Lee and Posey believe that hope comes not in the form of educational platitudes but in the form of cold, hard cash. “What tuition buys in private schools is a kind of access,” she says, sounding less like Miss Jean Brodie than Harvard Business School. For poorer kids, “Money buys access to cultural programs and institutions. To technology. And it can buy you access to college because it can buy you a college counselor. It can buy you college prep classes.” Posey’s money buys students access to the larger world, so that a voyage to college won’t seem as inconceivable as a visit to another planet. “Our commitment is that every girl who graduates and is accepted to a four-year college will have the financial support she needs,” he says. Money, in other words, can end the social isolation of poor children and help bridge the ever-widening gaps in American society.
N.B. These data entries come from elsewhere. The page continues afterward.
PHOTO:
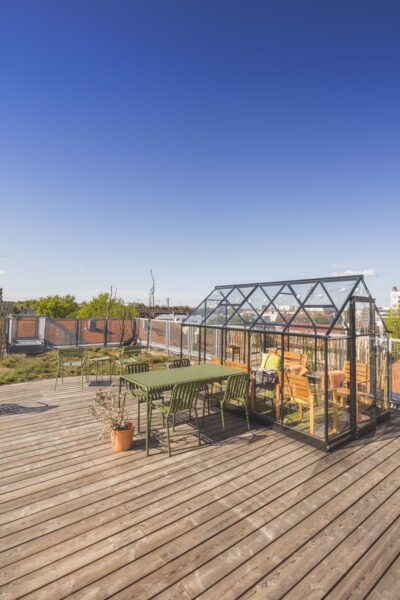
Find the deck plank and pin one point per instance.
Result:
(256, 515)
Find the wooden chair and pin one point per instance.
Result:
(295, 362)
(299, 391)
(341, 392)
(182, 399)
(70, 358)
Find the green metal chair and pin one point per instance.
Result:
(236, 393)
(137, 392)
(179, 363)
(128, 356)
(182, 398)
(70, 358)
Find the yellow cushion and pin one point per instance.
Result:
(270, 361)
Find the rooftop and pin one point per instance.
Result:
(257, 515)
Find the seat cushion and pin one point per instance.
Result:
(270, 361)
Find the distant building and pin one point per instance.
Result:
(395, 298)
(6, 308)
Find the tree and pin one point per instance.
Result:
(392, 322)
(106, 304)
(56, 307)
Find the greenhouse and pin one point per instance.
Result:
(325, 340)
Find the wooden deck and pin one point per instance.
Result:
(256, 516)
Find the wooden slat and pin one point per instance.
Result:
(256, 515)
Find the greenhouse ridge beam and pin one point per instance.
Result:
(249, 309)
(294, 281)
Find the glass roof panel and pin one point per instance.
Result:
(286, 304)
(313, 304)
(301, 290)
(234, 319)
(247, 313)
(197, 316)
(301, 319)
(218, 295)
(258, 300)
(361, 290)
(272, 290)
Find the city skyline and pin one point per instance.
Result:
(212, 143)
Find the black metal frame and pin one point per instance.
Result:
(221, 299)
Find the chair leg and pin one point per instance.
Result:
(168, 439)
(198, 426)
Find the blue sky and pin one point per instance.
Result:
(212, 141)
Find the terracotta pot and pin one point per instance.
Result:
(121, 440)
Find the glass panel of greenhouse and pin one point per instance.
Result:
(330, 345)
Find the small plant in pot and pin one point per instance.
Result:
(109, 409)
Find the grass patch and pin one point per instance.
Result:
(17, 368)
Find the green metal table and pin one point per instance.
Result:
(163, 381)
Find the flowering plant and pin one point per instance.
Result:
(109, 409)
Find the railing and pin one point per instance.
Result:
(394, 347)
(28, 331)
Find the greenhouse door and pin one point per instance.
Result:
(362, 373)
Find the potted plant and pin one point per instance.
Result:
(109, 409)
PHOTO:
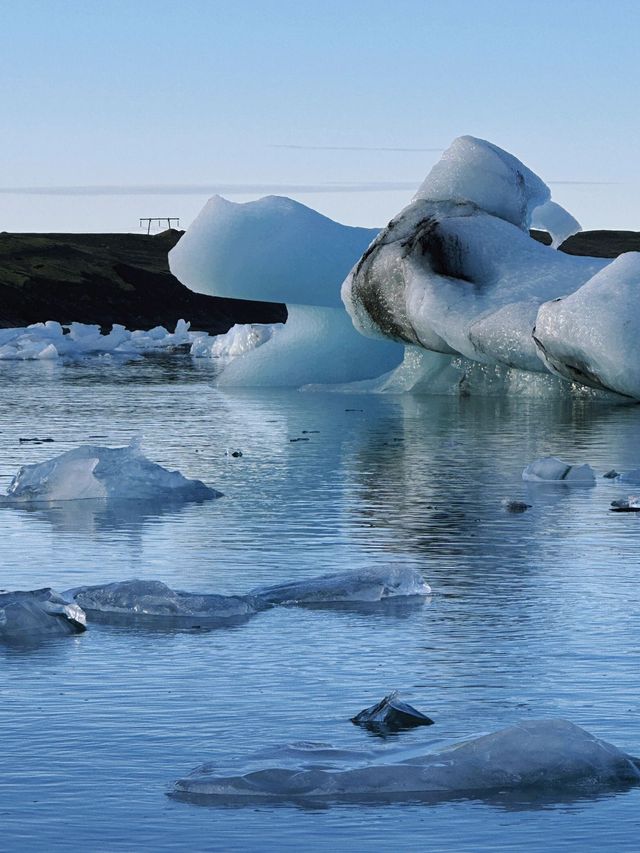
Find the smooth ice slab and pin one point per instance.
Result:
(391, 714)
(92, 472)
(273, 249)
(537, 755)
(154, 602)
(364, 585)
(29, 616)
(550, 469)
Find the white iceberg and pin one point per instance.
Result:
(156, 603)
(29, 616)
(364, 585)
(77, 341)
(276, 249)
(92, 472)
(273, 249)
(550, 469)
(456, 273)
(534, 756)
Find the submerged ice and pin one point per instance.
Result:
(93, 472)
(536, 755)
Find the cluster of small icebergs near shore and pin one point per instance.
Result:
(531, 756)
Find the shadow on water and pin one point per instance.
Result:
(524, 800)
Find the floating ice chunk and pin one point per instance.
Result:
(91, 472)
(557, 221)
(156, 603)
(550, 469)
(592, 335)
(364, 585)
(76, 341)
(273, 249)
(537, 755)
(315, 345)
(631, 478)
(630, 504)
(474, 170)
(391, 714)
(36, 614)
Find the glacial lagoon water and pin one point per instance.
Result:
(533, 615)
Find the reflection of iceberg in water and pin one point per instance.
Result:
(535, 756)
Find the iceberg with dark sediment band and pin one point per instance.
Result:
(91, 472)
(34, 615)
(457, 274)
(533, 756)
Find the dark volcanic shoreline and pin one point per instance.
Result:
(124, 278)
(110, 278)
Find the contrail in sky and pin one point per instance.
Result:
(240, 189)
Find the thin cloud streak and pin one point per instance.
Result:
(354, 148)
(213, 189)
(241, 189)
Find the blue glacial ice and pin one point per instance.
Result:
(92, 472)
(456, 274)
(152, 602)
(276, 249)
(33, 615)
(533, 756)
(550, 469)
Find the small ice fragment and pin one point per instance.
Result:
(550, 469)
(91, 472)
(515, 506)
(630, 504)
(29, 616)
(391, 714)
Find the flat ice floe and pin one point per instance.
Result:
(153, 602)
(534, 756)
(363, 586)
(33, 615)
(92, 472)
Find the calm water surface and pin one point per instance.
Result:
(533, 615)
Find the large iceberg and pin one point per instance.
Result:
(33, 615)
(534, 756)
(456, 273)
(276, 249)
(93, 472)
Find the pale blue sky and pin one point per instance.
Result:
(205, 94)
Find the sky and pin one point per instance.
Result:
(119, 110)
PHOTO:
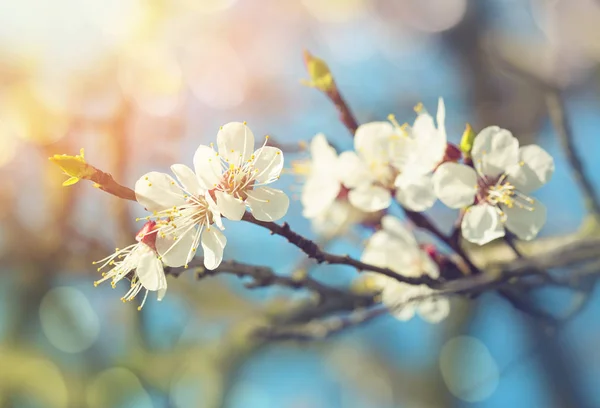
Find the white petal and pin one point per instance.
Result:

It is fashionable among education conservatives to insist that, too often, money is wasted on the public schools. They point to cosmetic changes, like a brand-new gym, as doing nothing to improve education. What really matters, they say, is personnel: good principals who can get the most out of good teachers who will in turn inspire their students. What I’ve seen in many Houston schools, however, is that the teachers are often very good and very committed but lack the incentive to stay, at their school and in their profession. It isn’t just their low salaries but the time-consuming, state-mandated test prep, the deteriorating condition of the schools, and the overcrowded classrooms, all of which make teaching and learning difficult if not impossible. Even worse, teachers are the ones charged with socializing kids who have often seen nothing outside their own neighborhoods besides a ritzy shopping mall. Lee and Posey’s plan might be expensive—smaller classes create the need for more teachers—but that seems to be a price worth paying to develop a workforce that otherwise will continue to diminish in intellectual curiosity and cognitive ability.
The truth is that today even public schools in good neighborhoods are strapped. Thanks to government cuts, the Robin Hood school finance law, and taxpayer indifference, more and more school districts are having to form private foundations; prestigious Highland Park has had one for twenty years. The constant, desperate search for funding is now another way that public schools are aping their private counterparts. Lee’s vision of her job at Irma Rangel, then, is basically to serve as a development director, which she hopes to do for other schools throughout urban Texas that would be backed by Posey’s foundation. “These administrators have plenty to do without scrounging for money,” she says. “Let me scrounge for money.” In essence, she gives her kids access to what their fellow students in posh private schools have always had: rich, well-connected adults.
It’s far too soon, of course, to determine how successful Irma Rangel will be, though Lee has begun collecting anecdotal evidence with typical efficiency. Her favorite story involves a parent whose child was rejected by Hockaday and so chose Irma Rangel. This mother has no plans to reapply to private school. “Can you tell me the difference?” she asked Lee, at the end of her daughter’s first semester.
“Not right now,” Lee was able to tell her.